I found a way to fix it for sertain languages: https://stackoverflow.com/questions/13094248/how-do-i-get-accented-letters-to-actually-work-on-bash when I set options for mintty like said there and specify character set ISO-8859-2, I can see polish text fine. Only I don't undertand, I saved text in utf-8 format, why do I need set charset, as if my text was in ANSI.

And I can only see make results (which is in russian, i don't know why) when I set charset to CP1251.

  • Does that help clear things up?
    – Drav Sloan
    Sep 11 '13 at 18:25

Note: I asked the OP to update his question with output to locale

It sounds like you have a locale issue, you can see what your present locale settings are with locale. You most likely have a LC_* setting that is causing make to output in a format that your terminal is not recognizing. If you have chosen a UTF8 charset, and then have a terminal that is not set to parse UTF8 strings, or support them you would see this. Also on the same terms, if you have a non-utf-8 locale and your terminal is set to display utf-8 you'd also see similar issues. Minitty supports them:

$ perl -le 'binmode(STDOUT, ":utf8"); print "\x{0e44}\x{0e45}\x{0e46}";'

Try LC_ALL=C make , or export LC_ALL=C && make and see if the block output goes away.

To answer your question of the difference in utf8 and ANSI, utf8 has a MUCH bigger character set. To address this, utf8 uses 2 bits to describe extended character sequences where character sets like ISO-8859-2 only use 1. However, unless tricks like the BOM are put in the file (which is not always supported) the programs you use have no idea in the differences, and so rely on the settings set in your locale on how to interpret these strings. To complicate these matters, not all applications support utf8. More details on the specifics of encoding, unicode and utf8 can be found on Wikipedia. If you need to encode your Russian text in unicode, the unicode sequences can be found on Wikipedia also.

If you use extended characters in your Makefile, you have to make sure they conform to the encoding you intend to run them in.

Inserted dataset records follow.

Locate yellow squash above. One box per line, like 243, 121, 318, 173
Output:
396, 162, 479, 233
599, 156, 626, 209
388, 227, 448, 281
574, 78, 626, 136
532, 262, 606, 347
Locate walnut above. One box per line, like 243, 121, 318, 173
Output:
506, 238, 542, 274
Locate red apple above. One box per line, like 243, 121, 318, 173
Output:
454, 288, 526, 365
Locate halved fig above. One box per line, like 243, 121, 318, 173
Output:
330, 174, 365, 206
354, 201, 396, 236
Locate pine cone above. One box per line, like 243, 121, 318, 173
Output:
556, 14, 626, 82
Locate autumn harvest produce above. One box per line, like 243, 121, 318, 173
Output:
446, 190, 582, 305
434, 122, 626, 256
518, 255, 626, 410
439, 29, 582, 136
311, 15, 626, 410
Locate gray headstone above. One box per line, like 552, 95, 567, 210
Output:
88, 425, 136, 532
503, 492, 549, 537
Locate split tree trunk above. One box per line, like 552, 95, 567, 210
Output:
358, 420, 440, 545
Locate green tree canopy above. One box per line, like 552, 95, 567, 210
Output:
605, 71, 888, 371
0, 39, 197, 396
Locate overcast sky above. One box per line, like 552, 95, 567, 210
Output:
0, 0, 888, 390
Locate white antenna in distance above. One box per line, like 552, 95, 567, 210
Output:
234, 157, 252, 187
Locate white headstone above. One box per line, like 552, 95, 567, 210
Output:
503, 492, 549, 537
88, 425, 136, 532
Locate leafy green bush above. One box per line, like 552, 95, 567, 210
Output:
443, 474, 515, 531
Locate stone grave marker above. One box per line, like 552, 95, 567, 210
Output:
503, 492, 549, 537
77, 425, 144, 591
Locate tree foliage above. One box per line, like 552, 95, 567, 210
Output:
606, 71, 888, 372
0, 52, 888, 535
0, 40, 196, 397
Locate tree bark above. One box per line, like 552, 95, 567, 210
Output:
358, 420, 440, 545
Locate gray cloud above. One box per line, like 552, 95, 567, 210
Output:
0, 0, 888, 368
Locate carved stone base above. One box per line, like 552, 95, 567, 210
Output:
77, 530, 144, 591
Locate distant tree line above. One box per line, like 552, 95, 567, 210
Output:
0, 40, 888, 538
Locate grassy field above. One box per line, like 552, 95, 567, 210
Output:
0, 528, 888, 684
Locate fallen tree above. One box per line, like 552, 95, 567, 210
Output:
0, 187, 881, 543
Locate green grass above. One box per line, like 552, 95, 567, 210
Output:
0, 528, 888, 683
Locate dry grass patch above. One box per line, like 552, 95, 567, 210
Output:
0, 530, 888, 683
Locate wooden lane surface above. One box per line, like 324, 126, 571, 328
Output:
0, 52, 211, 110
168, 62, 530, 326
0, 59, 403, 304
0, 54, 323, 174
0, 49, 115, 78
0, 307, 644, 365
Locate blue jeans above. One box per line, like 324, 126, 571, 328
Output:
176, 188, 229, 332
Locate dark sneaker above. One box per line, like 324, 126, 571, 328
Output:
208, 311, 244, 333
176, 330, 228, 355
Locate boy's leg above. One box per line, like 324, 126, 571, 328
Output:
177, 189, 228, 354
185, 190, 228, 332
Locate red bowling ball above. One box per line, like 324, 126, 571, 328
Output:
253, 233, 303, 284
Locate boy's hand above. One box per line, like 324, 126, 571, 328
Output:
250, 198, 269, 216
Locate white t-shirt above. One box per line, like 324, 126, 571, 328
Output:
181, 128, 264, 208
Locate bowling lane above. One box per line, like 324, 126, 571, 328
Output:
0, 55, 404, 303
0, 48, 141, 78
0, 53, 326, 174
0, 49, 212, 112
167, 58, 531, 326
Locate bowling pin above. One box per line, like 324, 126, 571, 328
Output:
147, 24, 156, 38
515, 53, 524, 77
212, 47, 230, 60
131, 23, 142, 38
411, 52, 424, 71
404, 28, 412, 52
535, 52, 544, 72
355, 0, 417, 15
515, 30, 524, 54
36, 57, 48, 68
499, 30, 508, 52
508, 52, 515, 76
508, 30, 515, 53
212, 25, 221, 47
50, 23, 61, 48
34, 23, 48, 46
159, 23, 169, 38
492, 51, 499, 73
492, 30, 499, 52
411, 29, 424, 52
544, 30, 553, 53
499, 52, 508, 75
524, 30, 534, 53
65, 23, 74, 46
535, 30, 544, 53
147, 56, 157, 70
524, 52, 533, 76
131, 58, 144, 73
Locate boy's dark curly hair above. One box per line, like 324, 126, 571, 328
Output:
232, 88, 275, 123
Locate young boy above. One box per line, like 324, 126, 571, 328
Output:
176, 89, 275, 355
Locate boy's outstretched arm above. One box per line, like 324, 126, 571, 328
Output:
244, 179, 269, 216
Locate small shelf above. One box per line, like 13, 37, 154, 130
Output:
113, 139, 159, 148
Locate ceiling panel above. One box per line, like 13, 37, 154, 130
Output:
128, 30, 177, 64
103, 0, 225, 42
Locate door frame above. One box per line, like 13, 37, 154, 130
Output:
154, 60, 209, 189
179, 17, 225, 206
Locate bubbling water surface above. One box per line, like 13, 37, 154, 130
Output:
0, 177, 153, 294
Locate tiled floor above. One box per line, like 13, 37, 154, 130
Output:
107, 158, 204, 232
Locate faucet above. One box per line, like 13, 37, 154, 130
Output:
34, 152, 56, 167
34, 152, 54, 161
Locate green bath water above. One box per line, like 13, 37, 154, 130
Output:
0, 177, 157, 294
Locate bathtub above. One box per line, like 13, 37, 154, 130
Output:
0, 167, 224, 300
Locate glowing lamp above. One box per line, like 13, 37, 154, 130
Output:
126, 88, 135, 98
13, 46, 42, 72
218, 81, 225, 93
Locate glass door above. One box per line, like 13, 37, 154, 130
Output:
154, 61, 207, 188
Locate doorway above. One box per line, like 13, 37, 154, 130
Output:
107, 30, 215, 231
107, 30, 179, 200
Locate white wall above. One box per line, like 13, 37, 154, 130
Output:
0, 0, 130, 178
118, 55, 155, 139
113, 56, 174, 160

  • That's all a seems to be a bit more complicated then I expected, but really thanks for helping.
    – dhblah
    Sep 11 '13 at 18:31
  • Yep it's a bit messy, I run a purely utf-8 based environment (not in cygwin tho) and for the most part it works pretty well.
    – Drav Sloan
    Sep 11 '13 at 18:37

What is mintty set to use for font and locale? You can find the settings by clicking the top left of the mintty window, select 'Options...' and then click 'text'.

Mine is set to Font: Consolas, 11-point. Locale: en_US, Character set: UTF-8.

Try that first, then try setting your Locale to Russian.